女優の歌う歌が好きである。
それは、ミュージカル・スターの歌う歌、という意味ではない。ジュリー・アンドリュースやバーブラ・ストライサンドの歌う歌のことを言っているわけではない。彼女たちは、女優であるとともに、歌手でもあるわけで、歌のプロでもあるわけだ。わたしが、言いたいのは、女優としてはプロだけれど、歌手としては、プロではない、という女優たちのことだ。
そんなことを最初に思ったのは、アラン・ドロンが主演した『太陽がいっぱい』の中で、マリー・ラフォレが、ギターを爪弾きながら、はなうたを歌っているのを見た時からだ。ラファエロの画集などがあって、ちょっと生意気で、アラン・ドロンでなくても、やられちゃいますよ。これがデビュー作だったと思う。清楚で、きれいだった。
次が、オードリー・ヘプバーンの《ムーン・リバー》だろうか。
この曲、映画『ティファニーで朝食を』の中でヘプバーンが、やはり、ギターを爪弾きながら独り歌うのだが、同時代に販売されたサントラには、入っていなかった。ヘップバーンの歌が入ったのは、それからずいぶん経ってからだったように思う。やはり、話題になって、わたしも買った。今でこそ、DVDなどで、歌っている姿も簡単に見ることができるけれど、当時は、サントラ盤が便りだったわけだ。その後の『マイ・フェア・レディ』で、吹き替えをされてしまったわけで、ヘップバーンは、《ムーン・リバー》以外に、歌を残していないと思う。
次は、マリリン・モンローだろうか。
彼女の場合、ミュージカル映画もあるわけで、はじめに言ったミュージカル・スターとは違うのか?という問いが出てくる。
このテーマを選んだ時点で、矛盾をはらんでいるのは、わかっていた。
ここで、一度、整理しておこう。
まず、女優のなかにも、
1.歌を歌う女優
2.歌わない女優
3.映画に出演する歌手
この、歌を歌う女優の中に、プロの歌手と呼べる人もいれば、正確ではないかもしれないけれど、余技のように歌う女優もいる、といえば、少しは、わかってもらえるだろうか。
とは、いっても、が、マリリン・モンローもマリー・ラフォレも、それなりにCDとしても発売されているし、余技とは言えないな。誤解を恐れずに言えば、プロっぽくない、とでも言っておこうか。
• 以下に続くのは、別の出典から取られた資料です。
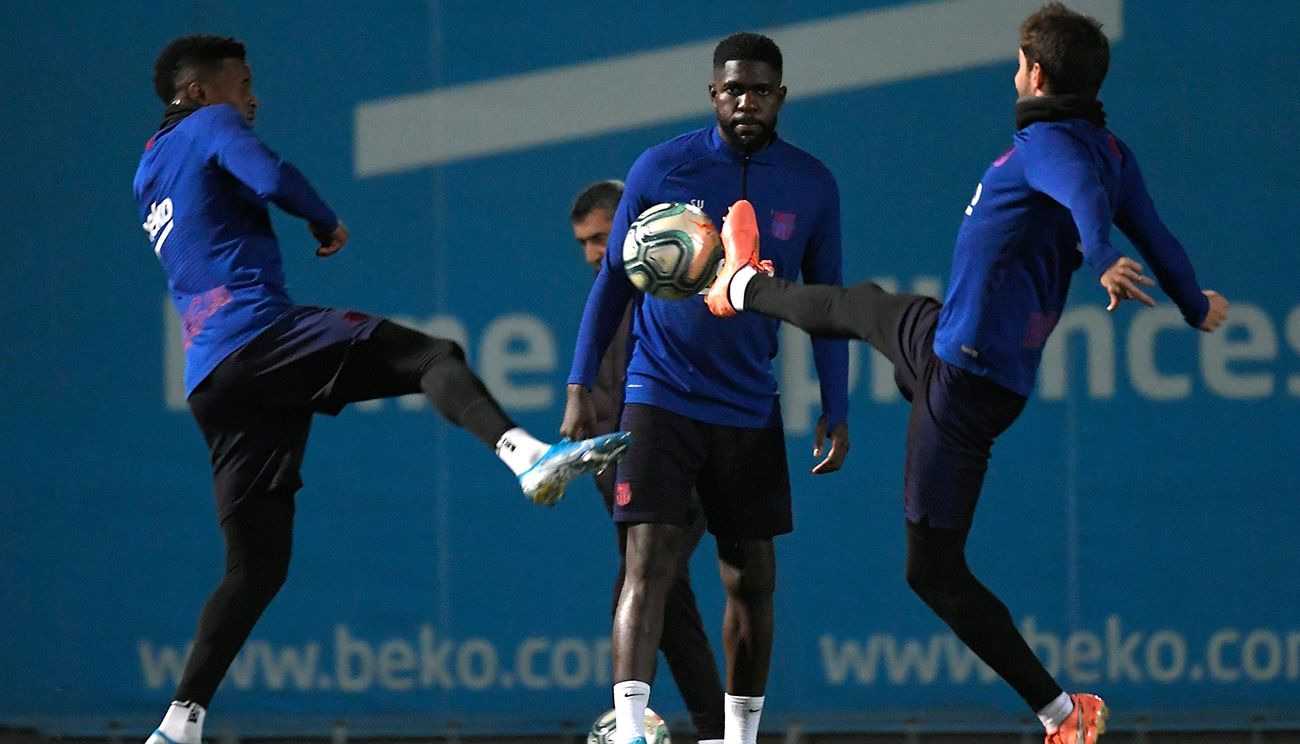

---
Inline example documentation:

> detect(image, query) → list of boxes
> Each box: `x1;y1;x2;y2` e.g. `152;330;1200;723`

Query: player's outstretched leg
332;321;632;506
706;199;933;359
519;432;632;506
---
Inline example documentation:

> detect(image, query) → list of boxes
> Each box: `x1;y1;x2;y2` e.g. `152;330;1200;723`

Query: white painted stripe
354;0;1123;177
153;220;176;258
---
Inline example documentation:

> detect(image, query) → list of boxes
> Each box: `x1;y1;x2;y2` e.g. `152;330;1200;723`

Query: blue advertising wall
0;0;1300;735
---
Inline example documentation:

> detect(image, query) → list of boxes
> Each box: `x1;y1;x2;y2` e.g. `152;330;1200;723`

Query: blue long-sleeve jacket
568;126;849;428
935;118;1209;395
134;104;338;395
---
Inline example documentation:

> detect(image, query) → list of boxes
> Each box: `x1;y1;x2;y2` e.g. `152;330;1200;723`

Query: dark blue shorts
189;307;390;520
887;298;1026;531
614;403;793;540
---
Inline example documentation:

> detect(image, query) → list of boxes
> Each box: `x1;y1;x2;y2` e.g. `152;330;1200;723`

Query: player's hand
314;220;348;259
813;416;849;475
1101;256;1156;312
1199;289;1229;333
560;385;595;441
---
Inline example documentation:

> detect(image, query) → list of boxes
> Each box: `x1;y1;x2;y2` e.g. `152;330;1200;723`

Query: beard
718;113;776;155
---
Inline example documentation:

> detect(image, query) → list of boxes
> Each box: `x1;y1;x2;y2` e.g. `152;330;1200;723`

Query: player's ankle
157;700;208;744
495;427;550;475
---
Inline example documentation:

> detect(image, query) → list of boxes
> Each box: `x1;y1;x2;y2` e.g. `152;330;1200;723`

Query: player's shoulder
1014;118;1104;160
641;127;709;168
772;138;836;187
176;103;248;146
633;127;709;177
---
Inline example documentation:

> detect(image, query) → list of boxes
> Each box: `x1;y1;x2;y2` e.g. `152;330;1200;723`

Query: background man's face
573;209;614;271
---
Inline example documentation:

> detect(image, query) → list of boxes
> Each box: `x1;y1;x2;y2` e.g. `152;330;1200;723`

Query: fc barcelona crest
772;209;794;241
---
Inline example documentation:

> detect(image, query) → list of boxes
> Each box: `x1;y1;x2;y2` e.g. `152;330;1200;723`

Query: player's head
153;36;257;124
1015;3;1110;98
569;181;623;271
709;33;785;152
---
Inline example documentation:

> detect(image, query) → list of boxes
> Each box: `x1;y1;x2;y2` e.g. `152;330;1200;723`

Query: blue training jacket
135;104;338;395
935;118;1209;395
568;126;849;428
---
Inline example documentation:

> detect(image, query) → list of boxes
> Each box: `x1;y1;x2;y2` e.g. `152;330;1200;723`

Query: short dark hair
569;178;623;224
1021;3;1110;96
153;35;244;103
714;31;783;74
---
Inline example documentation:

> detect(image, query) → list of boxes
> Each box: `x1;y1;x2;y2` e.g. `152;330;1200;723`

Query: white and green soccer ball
586;708;672;744
623;202;723;299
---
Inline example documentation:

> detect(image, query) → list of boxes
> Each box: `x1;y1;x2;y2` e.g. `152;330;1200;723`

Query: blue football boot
519;432;632;506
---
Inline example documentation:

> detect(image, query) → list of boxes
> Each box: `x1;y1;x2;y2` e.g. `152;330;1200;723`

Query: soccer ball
586;708;672;744
623;202;723;299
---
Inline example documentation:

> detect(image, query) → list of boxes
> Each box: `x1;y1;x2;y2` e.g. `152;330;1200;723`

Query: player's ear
1030;62;1048;92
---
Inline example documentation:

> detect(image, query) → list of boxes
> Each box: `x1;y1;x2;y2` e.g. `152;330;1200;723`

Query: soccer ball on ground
623;202;723;299
586;708;672;744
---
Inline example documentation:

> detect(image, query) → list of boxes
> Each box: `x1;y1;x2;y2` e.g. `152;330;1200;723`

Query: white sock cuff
723;692;767;708
614;679;650;697
727;267;758;312
1037;692;1074;734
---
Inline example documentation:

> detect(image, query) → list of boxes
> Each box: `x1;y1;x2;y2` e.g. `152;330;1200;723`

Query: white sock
497;427;551;475
1039;692;1074;734
727;267;758;312
723;693;764;744
159;700;208;744
614;679;650;744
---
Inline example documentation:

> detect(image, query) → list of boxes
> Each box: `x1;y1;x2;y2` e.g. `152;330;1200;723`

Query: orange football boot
1044;692;1110;744
705;199;772;317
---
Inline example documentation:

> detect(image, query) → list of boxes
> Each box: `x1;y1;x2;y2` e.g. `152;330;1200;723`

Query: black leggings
332;321;515;449
176;321;514;708
745;276;1061;710
907;522;1061;710
176;492;294;708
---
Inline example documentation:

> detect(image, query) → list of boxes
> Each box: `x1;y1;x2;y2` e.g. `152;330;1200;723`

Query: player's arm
1023;129;1156;310
560;155;653;440
800;172;849;475
1115;143;1227;330
212;105;348;256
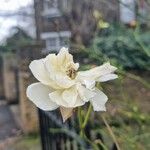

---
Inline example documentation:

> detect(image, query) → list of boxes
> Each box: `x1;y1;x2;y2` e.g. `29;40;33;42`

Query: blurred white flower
27;48;117;121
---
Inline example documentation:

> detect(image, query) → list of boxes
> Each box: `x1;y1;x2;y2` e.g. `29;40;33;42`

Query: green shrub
85;26;150;70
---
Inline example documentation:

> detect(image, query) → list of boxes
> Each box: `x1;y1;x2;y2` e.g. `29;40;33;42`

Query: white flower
27;48;117;121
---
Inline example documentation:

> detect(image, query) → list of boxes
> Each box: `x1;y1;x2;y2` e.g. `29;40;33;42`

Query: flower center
66;68;77;79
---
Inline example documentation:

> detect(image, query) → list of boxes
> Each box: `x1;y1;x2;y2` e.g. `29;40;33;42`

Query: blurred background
0;0;150;150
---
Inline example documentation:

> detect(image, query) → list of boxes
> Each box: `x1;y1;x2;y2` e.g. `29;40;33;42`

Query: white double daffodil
27;48;118;121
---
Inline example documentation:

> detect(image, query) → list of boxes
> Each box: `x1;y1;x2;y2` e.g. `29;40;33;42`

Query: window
41;31;71;52
43;0;61;18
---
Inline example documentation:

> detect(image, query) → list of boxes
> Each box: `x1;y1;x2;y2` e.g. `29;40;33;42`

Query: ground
0;100;41;150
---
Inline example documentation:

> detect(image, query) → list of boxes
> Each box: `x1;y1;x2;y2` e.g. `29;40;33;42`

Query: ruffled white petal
49;86;85;108
98;74;118;82
45;49;75;88
60;107;73;122
90;89;108;111
77;63;117;82
29;59;60;89
26;83;58;111
77;84;96;102
62;86;78;107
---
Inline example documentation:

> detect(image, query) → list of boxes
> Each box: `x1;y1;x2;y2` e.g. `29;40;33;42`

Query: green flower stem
78;107;84;137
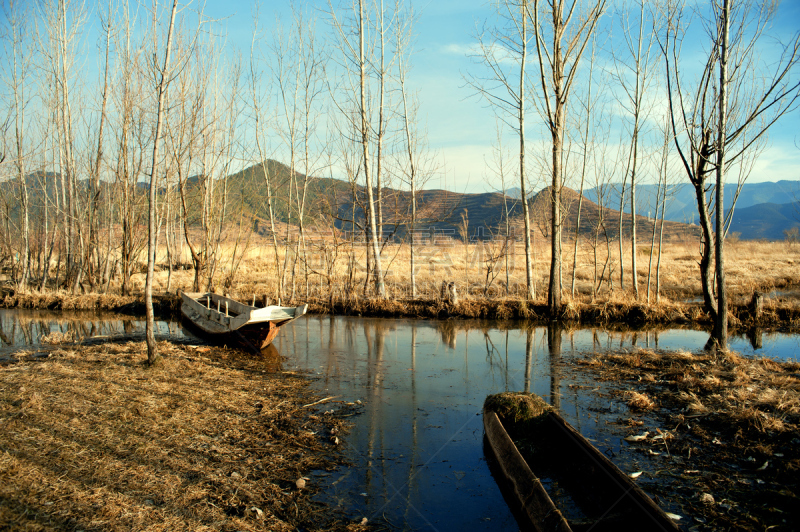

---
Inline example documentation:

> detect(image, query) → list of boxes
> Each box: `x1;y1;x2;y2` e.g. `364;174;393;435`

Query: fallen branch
302;395;339;408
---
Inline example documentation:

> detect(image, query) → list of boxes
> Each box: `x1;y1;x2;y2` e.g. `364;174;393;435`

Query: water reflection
276;316;797;530
0;309;194;358
0;310;798;530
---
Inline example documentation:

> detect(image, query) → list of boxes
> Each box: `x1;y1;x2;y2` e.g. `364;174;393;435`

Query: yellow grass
0;343;352;531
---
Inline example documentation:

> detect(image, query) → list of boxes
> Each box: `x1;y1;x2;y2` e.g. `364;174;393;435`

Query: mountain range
0;160;800;241
508;180;800;240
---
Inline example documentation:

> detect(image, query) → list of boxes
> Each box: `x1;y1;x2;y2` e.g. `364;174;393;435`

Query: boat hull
484;394;678;532
181;292;308;350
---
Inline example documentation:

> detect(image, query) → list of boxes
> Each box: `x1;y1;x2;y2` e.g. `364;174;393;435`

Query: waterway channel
0;310;800;531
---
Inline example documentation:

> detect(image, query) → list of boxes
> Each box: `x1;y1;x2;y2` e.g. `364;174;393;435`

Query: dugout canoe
483;393;679;532
181;292;308;349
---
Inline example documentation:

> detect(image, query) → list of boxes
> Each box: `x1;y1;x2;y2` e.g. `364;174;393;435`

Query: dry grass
581;349;800;531
0;343;356;530
0;236;800;329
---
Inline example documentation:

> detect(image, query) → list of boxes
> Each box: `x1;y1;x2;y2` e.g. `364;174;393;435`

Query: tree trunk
144;0;178;365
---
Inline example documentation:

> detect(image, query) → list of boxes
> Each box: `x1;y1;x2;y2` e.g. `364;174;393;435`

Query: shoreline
0;342;359;532
0;292;800;334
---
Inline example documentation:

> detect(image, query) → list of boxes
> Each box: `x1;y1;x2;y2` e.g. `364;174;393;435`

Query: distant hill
508;180;800;240
0;160;698;241
585;180;800;222
729;201;800;240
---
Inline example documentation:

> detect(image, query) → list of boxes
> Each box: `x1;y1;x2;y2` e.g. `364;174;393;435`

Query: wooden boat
483;393;678;532
181;292;308;349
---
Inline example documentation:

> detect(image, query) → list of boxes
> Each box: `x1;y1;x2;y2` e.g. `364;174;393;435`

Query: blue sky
3;0;800;192
202;0;800;192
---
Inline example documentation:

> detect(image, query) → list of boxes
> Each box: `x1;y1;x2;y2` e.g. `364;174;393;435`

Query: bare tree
613;1;655;299
528;0;606;318
144;0;178;365
0;2;32;291
659;0;800;349
467;0;536;299
571;33;597;298
330;0;386;298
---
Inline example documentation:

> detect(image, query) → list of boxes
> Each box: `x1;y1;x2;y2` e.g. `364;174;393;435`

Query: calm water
0;310;800;531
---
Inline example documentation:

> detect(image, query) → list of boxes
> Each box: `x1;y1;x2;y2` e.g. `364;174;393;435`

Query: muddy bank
0;342;366;531
578;349;800;531
309;299;800;333
0;292;800;333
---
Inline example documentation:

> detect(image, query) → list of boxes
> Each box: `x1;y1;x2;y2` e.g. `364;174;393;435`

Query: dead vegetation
580;349;800;531
0;343;360;531
0;236;800;331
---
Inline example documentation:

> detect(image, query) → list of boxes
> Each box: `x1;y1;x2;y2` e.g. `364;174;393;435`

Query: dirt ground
577;349;800;532
0;342;363;531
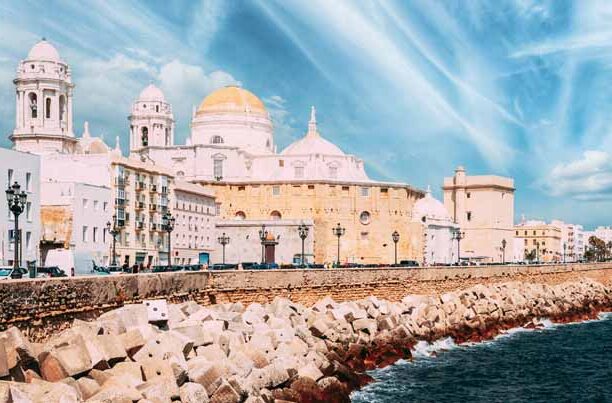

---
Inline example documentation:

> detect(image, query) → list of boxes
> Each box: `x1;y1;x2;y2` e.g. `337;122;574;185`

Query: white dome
412;189;451;222
27;39;62;62
138;84;166;102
次にあげようと考えていたのは、マレーネ・ディートリッヒだったが、この人も、人生の後半は、むしろ歌手として過ごしている。《リリー・マルレーン》のような有名曲ももってる。バート・バカラックといっしょにツアーもしていたことを考えると、この人の歌手活動も、余技ではなく、大歌手ともいえるくらいだな。
では、日本を見てみよう。
はじめに考えたのは、吉永小百合だ。しかし、この方も、歌手デビュー50周年記念BOXセットなる6枚組100曲入りCDを出しているくらいだから、余技ではないか。
もう一人といえば、高峰秀子。《銀座カンカン娘》などであろうか。この歌は、1949年に公開された『銀座カンカン娘』の主題歌で、大ヒットした。作曲は服部良一、作詞は佐伯孝夫だ。この映画には、《東京ブギウギ》の笠置シヅ子や、五代目古今亭志ん生なども、出ているので、興味のある方も多いのではないだろうか。特に、志ん生は引退した落語家の役で、映画の中で、落語もするという貴重映像つきだ。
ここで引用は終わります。